Jan. 22 – Here’s another non-saved item. The fully  restored content:
This is a retro-blog, a blog of thoughts I had days ago–that is, in fact, only timely days ago–and yet I blog it now, in the useless, useless present.

I call it How to be a hack
WFAN’s (660AM New York) own Ed Coleman, part-time talk show host and full-time Mets apologist, is spending the day before the NFL Conference Championship games (the best day of football, eclipsing the disgustingly family friendly Super Bowl) on baseball. He’s pretty interested in who the Mets’ first baseman might be. Only three football games left in the NFL season? Knicks coach just resigned? Nope, Eddie’s talking Mets baseball. After all, the baseball season only stretches across nine months from March to November. Ed Coleman is my arch-enemy.
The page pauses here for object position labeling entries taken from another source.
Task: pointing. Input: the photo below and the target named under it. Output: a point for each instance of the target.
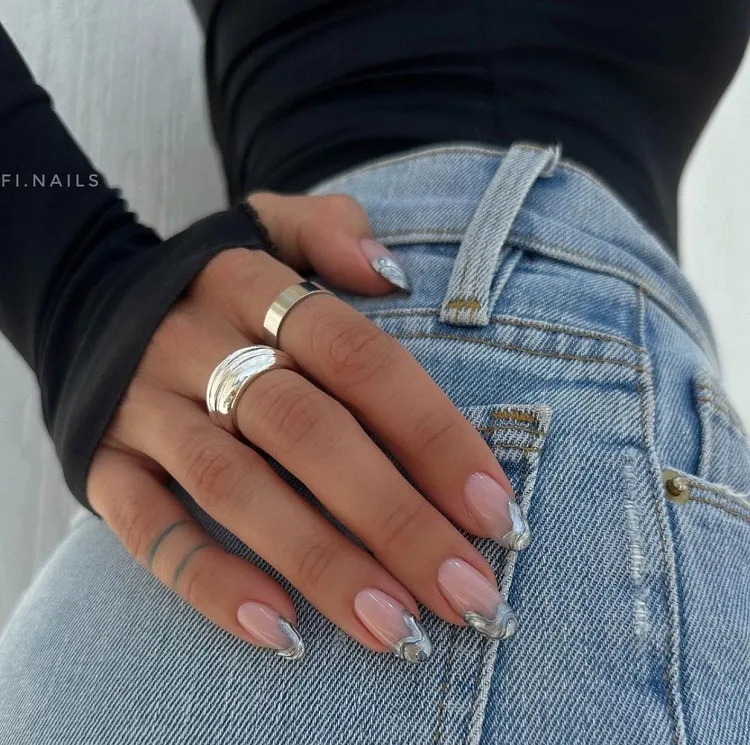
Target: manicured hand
(352, 377)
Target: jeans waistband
(430, 195)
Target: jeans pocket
(516, 434)
(710, 516)
(724, 451)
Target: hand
(162, 429)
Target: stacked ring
(233, 375)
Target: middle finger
(389, 392)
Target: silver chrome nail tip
(519, 535)
(390, 270)
(502, 626)
(416, 647)
(296, 648)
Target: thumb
(331, 236)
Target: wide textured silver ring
(233, 375)
(284, 302)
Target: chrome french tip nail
(416, 647)
(296, 648)
(270, 629)
(385, 264)
(519, 535)
(393, 624)
(387, 268)
(501, 626)
(476, 599)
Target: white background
(127, 79)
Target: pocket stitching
(538, 434)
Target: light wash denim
(569, 337)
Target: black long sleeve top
(83, 285)
(301, 89)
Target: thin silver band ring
(233, 375)
(284, 302)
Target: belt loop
(467, 301)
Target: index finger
(391, 394)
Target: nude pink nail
(476, 599)
(497, 512)
(269, 629)
(393, 624)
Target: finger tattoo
(185, 561)
(160, 539)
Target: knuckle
(289, 412)
(400, 523)
(134, 529)
(314, 564)
(434, 429)
(354, 353)
(343, 204)
(197, 580)
(211, 472)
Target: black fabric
(302, 89)
(83, 285)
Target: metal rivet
(676, 486)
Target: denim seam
(644, 387)
(515, 348)
(486, 668)
(471, 148)
(701, 484)
(719, 506)
(563, 253)
(725, 413)
(445, 687)
(483, 251)
(511, 428)
(499, 320)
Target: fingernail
(385, 264)
(473, 596)
(270, 629)
(393, 624)
(497, 512)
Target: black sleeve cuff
(117, 320)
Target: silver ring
(284, 302)
(233, 375)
Woah, I was busy on the 22nd. Here’s another one.

Art takes one in the face
Once again, Costco plies us with sweet, sweet bargains. Often relating to jumbo, brontosaurus-sized cranapple juice bottles, this time bargainosity lowers the boom on an original Picasso. It sold for $39,999.99. I’d like to petition the good people at Costco to please not hedge on that final penny. Psychologically speaking, there is no extra incentive for snagging a Picasso at under 40 grand versus 40 even. Sure, when I’m jonesing for some Cocoa Puffs, if I see that $3.00 tag, I’m walking over to the Lucky Charms. But you knock off that penny for a $2.99 spot, I’m getting cuckoo for Cocoa Puffs. Y’know?

Jan. 24
X stands for stupid – A bit on my craptastic collection of comics. Really bad. Rob Liefeld X-Force bad.

Jan. 25
H&R Schlock – Knocking H&R Block and The New Yorker. That’s not hard to do, really. And unicorn reference. I loves me them unicornses.

Jan. 30
Cadaver Conundrum – Two ethics columns in one month? We haven’t come close to matching that since. Didn’t take us long to get into necrophilia, did it? And by ‘get into’ I mean talk about, not literally ‘get into.’ That’s gross. Perv. We discuss Aristotle’s Nicomachean Ethics. I threw in a ton of references: George Romero, Uma Thurman, Clerks. There’s even an American Pie reference a scant three sentences from a Bill Hicks one. That should never happen ever.

G.I. Zoo – Ah yes, the precursor to the first War on the Floor. Outstanding. A discussion of the animals of the G.I. Joe universe. Plus the first (but certainly not last) reference to Night Ranger’s “Sister Christian.”